With just a mile to go, I heard rocks clattering and looked up to see a few mountain goats crossing a rock outcropping. They were only about 600 yards away, but that distance included a few hundred feet of elevation, and dusk was falling quickly. I watched them for a few minutes, noticing how closely the kids stuck to their nannies, and then I hustled on to set up camp.
The next morning, after a breakfast of instant coffee and a couple Clif Bars, I glassed the hillside above to find goats all around. Through my spotting scope I could guess which ones were billies (nannies also have horns and can grow massive bodies), but they all mostly looked the same to me: fluffy and stocky, almost like white bears lounging on the rocks. There was no obvious goat to make a move on, and even the lower tribes seemed impossibly high. The top quarter of the mountain transitioned from green slope to rock outcropping, then to sheer cliff at the peak. The goats were hanging out in the rock outcroppings.
With nothing else to do, I slowly made my way up. The terrain was wide open, so I threw on a white jacket, hoping that the goats would think I was one of their kind as I clumsily approached. After two hours of climbing, the goats didn’t seem so impossibly high anymore. In fact, I’d reached the same elevation as some kids and nannies.
I decided to clamber into the rocks with them, get as close as I could, and just see what happened.
The Fifth Goat
I spent the next four hours within 200 yards of goats, watching them as they grazed, milled about, and then bedded. The terrain was so steep and rocky that it would take me several minutes to move just a few yards. With every step, a rock or two would kick loose. Sometimes the goats would ignore the noise, other times they’d look toward me and I’d freeze in place, clinging to the mountain until they looked away.
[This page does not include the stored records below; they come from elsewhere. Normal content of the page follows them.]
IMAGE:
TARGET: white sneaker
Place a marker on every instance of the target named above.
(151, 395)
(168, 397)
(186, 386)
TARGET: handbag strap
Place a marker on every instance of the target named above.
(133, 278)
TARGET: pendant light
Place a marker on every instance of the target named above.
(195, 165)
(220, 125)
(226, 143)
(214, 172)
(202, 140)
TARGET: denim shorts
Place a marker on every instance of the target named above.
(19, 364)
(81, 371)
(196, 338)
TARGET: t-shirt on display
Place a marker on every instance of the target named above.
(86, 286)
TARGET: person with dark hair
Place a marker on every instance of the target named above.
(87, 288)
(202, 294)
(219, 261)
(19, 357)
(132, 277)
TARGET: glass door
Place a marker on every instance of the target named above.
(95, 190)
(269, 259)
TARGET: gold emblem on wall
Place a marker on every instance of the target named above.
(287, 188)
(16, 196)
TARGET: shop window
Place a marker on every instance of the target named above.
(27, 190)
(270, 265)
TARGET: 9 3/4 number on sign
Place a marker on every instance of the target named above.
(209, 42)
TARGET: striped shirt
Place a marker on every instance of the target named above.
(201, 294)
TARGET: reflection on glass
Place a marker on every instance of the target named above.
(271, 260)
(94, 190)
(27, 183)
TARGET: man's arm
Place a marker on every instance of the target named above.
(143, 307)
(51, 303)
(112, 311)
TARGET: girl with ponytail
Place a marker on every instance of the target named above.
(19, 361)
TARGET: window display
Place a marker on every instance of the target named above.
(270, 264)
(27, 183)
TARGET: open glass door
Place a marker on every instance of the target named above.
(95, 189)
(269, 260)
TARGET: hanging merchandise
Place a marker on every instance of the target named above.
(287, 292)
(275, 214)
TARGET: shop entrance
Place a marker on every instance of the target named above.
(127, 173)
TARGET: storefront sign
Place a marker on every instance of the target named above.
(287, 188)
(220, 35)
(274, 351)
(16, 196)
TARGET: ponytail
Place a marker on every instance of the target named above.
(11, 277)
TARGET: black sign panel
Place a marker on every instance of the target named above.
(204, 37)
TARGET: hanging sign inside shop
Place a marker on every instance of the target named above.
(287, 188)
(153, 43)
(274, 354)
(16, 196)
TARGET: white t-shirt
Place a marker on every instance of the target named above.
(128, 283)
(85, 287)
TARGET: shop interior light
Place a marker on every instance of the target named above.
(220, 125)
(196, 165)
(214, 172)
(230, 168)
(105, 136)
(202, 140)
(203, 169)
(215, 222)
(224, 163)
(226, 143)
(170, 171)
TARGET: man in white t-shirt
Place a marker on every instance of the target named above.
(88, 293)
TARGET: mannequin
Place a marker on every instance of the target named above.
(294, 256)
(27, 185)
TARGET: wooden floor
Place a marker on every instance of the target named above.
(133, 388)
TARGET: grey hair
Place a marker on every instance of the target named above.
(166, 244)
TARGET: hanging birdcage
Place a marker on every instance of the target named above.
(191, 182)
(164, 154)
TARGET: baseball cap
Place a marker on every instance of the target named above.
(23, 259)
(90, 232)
At one point I spotted two billies heading my direction. They were going to cross the outcropping above me. When they disappeared behind a large boulder, I ditched my pack and charged uphill as quickly as I could, hoping to cut them off for a shot. But when they reappeared from behind the boulder, I was still 80 yards away. They watched me curiously from above and then continued on their way. I decided to keep climbing, since that seemed like the only thing to do.
From a higher vantage point, I could spot another billy along the outcropping, only about 60 yards away now. I crept closer, scooting on my butt as he fed in my direction. When I got to 50, I nocked an arrow, but the billy was quartering to me—no shot. A swirl of wind caught his attention. He picked up his head, looked directly at me, and then trotted over to a little drainage about 75 yards away and disappeared.
I nocked an arrow, ranged him at 41 yards, and then, without thinking, drew my bow. I cannot recall now if I rose to a knee or stood up fully from behind the ledge. All I can remember is my green 40-yard pin floating behind his snow-white shoulder as an immense feeling of calm settled in.
Just as the words tight and low flickered in my head, I saw my green fletching materialize from behind that green pin. The arrow was loosed, and it hit the precise point I’d been aiming at.
The billy bucked once and climbed out of the ditch. Just as he reached the top, I caught him with my binocular and saw the arrow protruding from his off-side shoulder. I hustled to cross the ditch myself and spotted the billy below the rocks on a green slope, tumbling down and then, thankfully, lying still.
After retrieving my pack, I hiked over to the young billy and ran my hand down his white mane. I was high enough on the mountain to have cellphone service, so I texted a quick photo to Christensen, hoping that he might find some feeling of pride in my success—it was, after all, his knowledge of the mountain that had gotten me there.
As for me, the only feeling left now was joy.